Ciência
14/12/2021 às 13:00•3 min de leitura
A redução da maioridade penal é um daqueles temas que sempre causa polêmica. Há quem afirme que a atual legislação é muito branda com os menores infratores. Por outro lado, existem aqueles que acham que tratar jovens infratores como adultos pode dificultar a sua ressocialização, fazendo com que eles sejam assediados pelo crime organizado.
Contudo, como foi que chegamos à legislação atual? Pode ser difícil de acreditar, mas a legislação brasileira já foi muito mais dura em relação a esse assunto — e essa impiedade causava mais vítimas do que as infrações cometidas pelas crianças.
Justiça brasileira considerava crianças de nove anos responsáveis pelos seus atos. (Shutterstock)
Muitas leis do Código Penal brasileiro de 1890, o primeiro conjunto de leis republicanas, soam absurdas quando lidas hoje. Esse código trazia grande juízo de valor sobre tudo aquilo que era popular e descendia de escravos.
Lutar capoeira ou fazer comida de culinária africana era crime, por exemplo. Em relação às crianças, não havia distinção dos adultos. Poderiam ser presas a partir dos nove anos de idade — e muitas foram. Ao serem levadas pelos policiais, eram colocadas nas mesmas celas dos adultos, deixando-as vulneráveis a todo tipo de violência.
O menino Bernardino era mais uma das milhares de crianças pobres do Rio de Janeiro. Aos 12 anos, o jovem menino negro trabalhava como engraxate.
Aliás, existia um ditado popular que ilustrava bem a opinião das pessoas sobre o trabalho infantil: “Trabalho de criança custa pouco. Só não aproveita quem é bobo” — e foi justamente um adulto se aproveitando de uma criança que fez com que a vida de Bernardino mudasse para sempre.
Caso Bernardino chocou a sociedade brasileira. (Fonte: Agência Senado)
O menino se irritou quando um cliente não quis pagar pela engraxada. Bernardino jogou tinta no homem, que chamou a polícia. O engraxate até tentou explicar o que havia acontecido, mas ninguém o ouviu.

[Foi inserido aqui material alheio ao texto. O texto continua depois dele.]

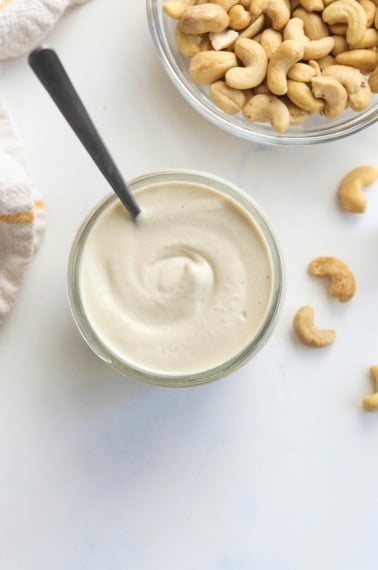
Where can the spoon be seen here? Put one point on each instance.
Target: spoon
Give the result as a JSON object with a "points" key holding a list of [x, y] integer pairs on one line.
{"points": [[48, 68]]}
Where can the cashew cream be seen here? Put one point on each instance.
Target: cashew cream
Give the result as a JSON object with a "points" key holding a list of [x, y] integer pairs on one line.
{"points": [[182, 290]]}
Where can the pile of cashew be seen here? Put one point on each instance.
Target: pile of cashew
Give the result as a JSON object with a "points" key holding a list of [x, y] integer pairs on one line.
{"points": [[342, 286], [279, 61]]}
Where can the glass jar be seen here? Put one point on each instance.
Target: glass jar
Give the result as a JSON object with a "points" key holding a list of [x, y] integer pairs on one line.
{"points": [[250, 209]]}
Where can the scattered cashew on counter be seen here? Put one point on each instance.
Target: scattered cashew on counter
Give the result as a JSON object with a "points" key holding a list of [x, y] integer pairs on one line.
{"points": [[308, 333], [315, 56], [342, 286], [343, 282], [350, 191], [370, 403]]}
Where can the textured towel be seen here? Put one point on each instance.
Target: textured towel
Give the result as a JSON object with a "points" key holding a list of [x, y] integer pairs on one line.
{"points": [[22, 215], [23, 25]]}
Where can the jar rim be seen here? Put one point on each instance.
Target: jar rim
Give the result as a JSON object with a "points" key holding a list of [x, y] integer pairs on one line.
{"points": [[98, 346]]}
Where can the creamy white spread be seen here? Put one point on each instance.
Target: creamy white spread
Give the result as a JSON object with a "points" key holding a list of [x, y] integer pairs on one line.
{"points": [[182, 290]]}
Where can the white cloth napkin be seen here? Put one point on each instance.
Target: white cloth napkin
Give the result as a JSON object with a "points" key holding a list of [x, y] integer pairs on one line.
{"points": [[23, 24], [22, 214]]}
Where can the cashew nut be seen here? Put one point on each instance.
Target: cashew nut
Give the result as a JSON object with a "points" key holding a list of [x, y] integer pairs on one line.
{"points": [[294, 30], [360, 100], [313, 25], [301, 72], [267, 109], [230, 100], [343, 283], [288, 53], [301, 95], [205, 43], [297, 115], [226, 4], [270, 41], [176, 8], [370, 403], [325, 61], [369, 39], [349, 12], [364, 59], [340, 45], [223, 40], [373, 80], [253, 55], [209, 66], [240, 18], [254, 27], [187, 44], [316, 49], [359, 93], [370, 9], [277, 10], [204, 18], [333, 93], [350, 192], [315, 66], [307, 332], [312, 5]]}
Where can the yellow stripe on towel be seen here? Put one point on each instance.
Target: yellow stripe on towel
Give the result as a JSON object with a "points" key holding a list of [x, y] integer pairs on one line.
{"points": [[23, 218], [4, 3], [38, 204]]}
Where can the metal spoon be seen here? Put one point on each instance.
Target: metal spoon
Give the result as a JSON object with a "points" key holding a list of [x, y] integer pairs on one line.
{"points": [[48, 68]]}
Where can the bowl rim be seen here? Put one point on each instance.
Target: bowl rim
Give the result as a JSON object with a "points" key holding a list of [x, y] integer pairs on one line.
{"points": [[267, 325], [207, 109]]}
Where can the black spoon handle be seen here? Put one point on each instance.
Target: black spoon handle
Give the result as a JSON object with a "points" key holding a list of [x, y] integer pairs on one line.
{"points": [[48, 68]]}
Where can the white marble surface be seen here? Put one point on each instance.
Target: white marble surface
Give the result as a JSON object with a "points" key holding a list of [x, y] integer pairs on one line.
{"points": [[274, 468]]}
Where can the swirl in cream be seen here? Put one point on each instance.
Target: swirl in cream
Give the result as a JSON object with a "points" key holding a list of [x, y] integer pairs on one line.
{"points": [[182, 290]]}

Bernardino foi jogado em uma cela com dezenas de criminosos. Ele foi espancado e violentado durante quatro semanas. Depois, foi jogado nas ruas do Rio de Janeiro. Ferida, a criança foi levada para a Santa Casa de Misericórdia, onde dois jornalistas decidiram ouvir a sua história, publicando-a nas primeiras páginas do Jornal do Brasil.
O caso teve enorme repercussão e fez com que o presidente Washington Luiz assinasse o Código de Menores, criando o conceito de maioridade penal aos 18 anos, que impede crianças de irem para prisões comuns.
Os menores de 14 anos foram considerados inimputáveis, ou seja: irresponsáveis pelos seus atos.
Em 1938, foi criado o Serviço de Auxílio ao Menor (SAM). Presente em algumas capitais, o SAM foi criticado pela violência com a qual tratava os internos.
Durante a Ditadura Militar, foi criada a Fundação Estadual Para o Bem-Estar do Menor. A Febem dividia os internos entre menores abandonados e infratores. A iniciativa ficou conhecida pelas constantes fugas dos internos.
Se você quiser entender melhor como funcionava a Febem, vale a pena recorrer ao cinema nacional. O cineasta brasileiro Héctor Babenco dirigiu o filme Pixote – A Lei do Mais Fraco (1981). Nele, Babenco narra a história de um grupo de menores infratores que foge da Febem. O elenco era formado por crianças carentes e muitas delas haviam passado pela instituição.
Com o fim da Febem e a criação do Estatuto da Criança e do Adolescente (ECA) em 1990, os estados brasileiros passaram a adotar outras iniciativas, como a Fundação Casa.
O objetivo passa a ser oferecer educação e oportunidade de ressocialização aos menores. Ainda assim, não são raros os casos de rebeliões nessas instituições.
Os meninos são maioria esmagadora no número de internos. Dados de 2018 mostraram que dos 22.203 adolescentes infratores em regime de internação no Brasil, apenas 841 eram meninas. São Paulo era o estado com mais internos: 7.911.
Atualmente, a pena máxima para um adolescente infrator é de 3 anos. Há um projeto de lei parado no Congresso que tenta reduzir a maioridade penal para 14 anos em caso de crimes hediondos.
Dados de 2016 mostram que a maioria das infrações está relacionada ao tráfico de drogas. Nesse ano, foram quase 60 mil guias punitivas relacionadas a esse tipo de delito.